Offender database a "masterclass" in sloppy management

Project to track all criminals in the UK from sentence to release is three years overdue and has increased in cost from £234m to £690m

The database was intended to track prisoners

A multimillion-pound database of offenders has been slammed by the government spending watchdog as in a “class of its own” amid a litany of troubled Whitehall IT projects.

The project to track all criminals in the UK from sentence to release is three years overdue and has almost trebled in cost from £234m to £690m.

Edward Leigh, chairman of the Public Accounts Committee, branded the system, known as C-NOMIS, as a “masterclass in sloppy project management”.

“Following blunder after blunder by senior managers, the programme clocked up delays of three years and forecast project costs had trebled," he said.

“All this mess could have been avoided if good practice in project management had been followed.”

The National Audit Office (NAO), which reports to the committee, blamed the project's abandonment on poor management at the National Offender Management Service (NOMS), which was set up in 2004 as part of the Home Office but later became part of the Ministry of Justice.

The project was behind schedule within two years. The report highlights failings including inadequate oversight by senior officials in NOMS.

"Roles and responsibilities were blurred, in particular financial accountability was unclear, and insufficient skilled resource was applied to the project," the report said.

In addition, the main supplier contracts were designed in such a way that sufficient pressure could not be brought to bear on suppliers to deliver to time and cost.

In January 2008, the National Offender Management Service began work on a rescoped programme with five separate systems instead of the original single central one.
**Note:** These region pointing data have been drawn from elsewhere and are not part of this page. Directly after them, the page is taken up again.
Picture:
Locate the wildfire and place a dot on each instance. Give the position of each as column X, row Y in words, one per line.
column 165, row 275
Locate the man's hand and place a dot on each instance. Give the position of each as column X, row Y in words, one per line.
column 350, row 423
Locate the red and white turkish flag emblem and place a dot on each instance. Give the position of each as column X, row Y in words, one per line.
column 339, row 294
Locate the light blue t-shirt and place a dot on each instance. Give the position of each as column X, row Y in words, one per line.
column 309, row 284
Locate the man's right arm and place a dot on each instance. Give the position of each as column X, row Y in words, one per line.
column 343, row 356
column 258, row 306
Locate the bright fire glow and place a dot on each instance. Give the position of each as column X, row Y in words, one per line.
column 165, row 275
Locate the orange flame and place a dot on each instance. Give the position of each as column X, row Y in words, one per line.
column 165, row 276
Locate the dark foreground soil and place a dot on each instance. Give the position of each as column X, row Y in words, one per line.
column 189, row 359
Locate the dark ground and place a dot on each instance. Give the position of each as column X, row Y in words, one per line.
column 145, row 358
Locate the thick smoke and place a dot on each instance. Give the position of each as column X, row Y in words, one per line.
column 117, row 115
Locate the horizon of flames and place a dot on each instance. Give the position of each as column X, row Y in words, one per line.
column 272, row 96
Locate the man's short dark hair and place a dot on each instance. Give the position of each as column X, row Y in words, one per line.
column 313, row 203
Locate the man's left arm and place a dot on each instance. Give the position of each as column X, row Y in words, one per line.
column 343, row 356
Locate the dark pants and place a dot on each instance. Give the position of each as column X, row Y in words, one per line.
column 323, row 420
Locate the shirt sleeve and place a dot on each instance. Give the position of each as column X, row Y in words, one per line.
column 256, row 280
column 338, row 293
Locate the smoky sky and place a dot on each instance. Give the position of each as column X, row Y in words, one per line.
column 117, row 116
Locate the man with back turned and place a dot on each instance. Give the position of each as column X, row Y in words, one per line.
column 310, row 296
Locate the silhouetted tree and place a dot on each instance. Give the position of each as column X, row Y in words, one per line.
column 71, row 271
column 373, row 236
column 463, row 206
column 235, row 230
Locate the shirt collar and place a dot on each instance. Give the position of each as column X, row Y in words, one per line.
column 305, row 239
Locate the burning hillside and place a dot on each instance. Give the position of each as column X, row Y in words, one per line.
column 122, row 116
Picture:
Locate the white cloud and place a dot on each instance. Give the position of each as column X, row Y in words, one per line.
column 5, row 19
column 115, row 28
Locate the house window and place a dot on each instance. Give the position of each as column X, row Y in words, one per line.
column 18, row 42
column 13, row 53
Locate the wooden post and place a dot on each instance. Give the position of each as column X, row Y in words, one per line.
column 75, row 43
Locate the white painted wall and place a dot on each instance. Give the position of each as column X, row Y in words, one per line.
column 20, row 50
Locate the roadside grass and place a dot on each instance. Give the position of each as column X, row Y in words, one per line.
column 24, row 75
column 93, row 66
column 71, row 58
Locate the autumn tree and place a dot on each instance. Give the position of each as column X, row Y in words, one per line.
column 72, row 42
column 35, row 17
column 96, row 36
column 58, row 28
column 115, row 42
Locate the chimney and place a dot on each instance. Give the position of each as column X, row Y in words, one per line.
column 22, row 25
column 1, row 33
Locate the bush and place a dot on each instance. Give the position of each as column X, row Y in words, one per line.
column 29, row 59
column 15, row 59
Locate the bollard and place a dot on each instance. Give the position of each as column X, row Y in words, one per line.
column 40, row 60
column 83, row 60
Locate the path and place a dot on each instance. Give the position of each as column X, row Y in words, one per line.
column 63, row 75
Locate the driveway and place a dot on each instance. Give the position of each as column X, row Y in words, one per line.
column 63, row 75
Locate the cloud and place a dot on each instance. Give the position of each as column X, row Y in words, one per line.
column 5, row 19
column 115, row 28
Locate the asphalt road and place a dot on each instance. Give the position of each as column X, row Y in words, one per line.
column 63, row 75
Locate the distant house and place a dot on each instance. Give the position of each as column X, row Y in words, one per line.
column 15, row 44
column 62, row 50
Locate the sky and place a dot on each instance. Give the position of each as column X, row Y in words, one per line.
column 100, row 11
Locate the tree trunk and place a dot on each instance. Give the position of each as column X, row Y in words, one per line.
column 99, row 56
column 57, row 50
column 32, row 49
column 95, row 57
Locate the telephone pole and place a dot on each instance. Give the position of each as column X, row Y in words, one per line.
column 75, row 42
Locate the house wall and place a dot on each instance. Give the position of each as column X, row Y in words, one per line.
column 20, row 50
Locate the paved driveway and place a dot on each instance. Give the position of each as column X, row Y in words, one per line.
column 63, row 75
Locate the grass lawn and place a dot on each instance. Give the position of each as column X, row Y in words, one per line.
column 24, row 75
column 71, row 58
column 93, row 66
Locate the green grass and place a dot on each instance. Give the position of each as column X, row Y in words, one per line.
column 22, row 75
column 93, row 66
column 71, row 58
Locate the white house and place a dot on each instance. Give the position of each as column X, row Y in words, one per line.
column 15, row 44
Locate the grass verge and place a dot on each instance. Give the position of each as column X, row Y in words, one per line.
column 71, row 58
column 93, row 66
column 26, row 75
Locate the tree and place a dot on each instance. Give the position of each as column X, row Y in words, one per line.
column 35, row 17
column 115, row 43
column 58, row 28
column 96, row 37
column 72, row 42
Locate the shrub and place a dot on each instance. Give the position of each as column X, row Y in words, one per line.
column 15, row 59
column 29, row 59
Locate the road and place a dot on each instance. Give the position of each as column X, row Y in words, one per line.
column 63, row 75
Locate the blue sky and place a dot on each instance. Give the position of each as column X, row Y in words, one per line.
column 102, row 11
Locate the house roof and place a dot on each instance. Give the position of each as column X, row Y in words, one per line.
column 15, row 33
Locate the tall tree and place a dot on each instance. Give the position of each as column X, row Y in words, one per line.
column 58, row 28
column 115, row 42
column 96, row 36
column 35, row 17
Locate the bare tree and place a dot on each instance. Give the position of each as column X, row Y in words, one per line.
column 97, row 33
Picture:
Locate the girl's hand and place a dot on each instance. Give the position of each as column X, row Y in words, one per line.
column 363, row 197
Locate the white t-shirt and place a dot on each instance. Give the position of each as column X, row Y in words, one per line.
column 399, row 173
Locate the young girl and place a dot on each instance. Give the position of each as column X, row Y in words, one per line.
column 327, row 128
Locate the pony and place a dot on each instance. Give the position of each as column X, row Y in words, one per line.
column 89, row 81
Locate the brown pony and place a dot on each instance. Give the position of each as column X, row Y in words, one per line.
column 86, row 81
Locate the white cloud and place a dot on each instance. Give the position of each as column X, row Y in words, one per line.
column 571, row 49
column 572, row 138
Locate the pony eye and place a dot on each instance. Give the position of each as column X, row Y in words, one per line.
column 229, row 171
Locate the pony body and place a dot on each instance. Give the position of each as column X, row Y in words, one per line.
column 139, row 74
The revised project had an estimated lifetime cost of £513m and a delivery date of March 2011.

The NAO concluded that although the revised programme of IT systems would deliver improvements over existing ones, the main aim of supporting end-to-end offender management "would not be fulfilled".

NAO head Tim Burr said the whole initative had been expensive and unsuccessful.

"These problems could have been avoided if the National Offender Management Service had established realistic budget, timescales and governance for the project at the start and followed basic project management principles in its implementation," he said.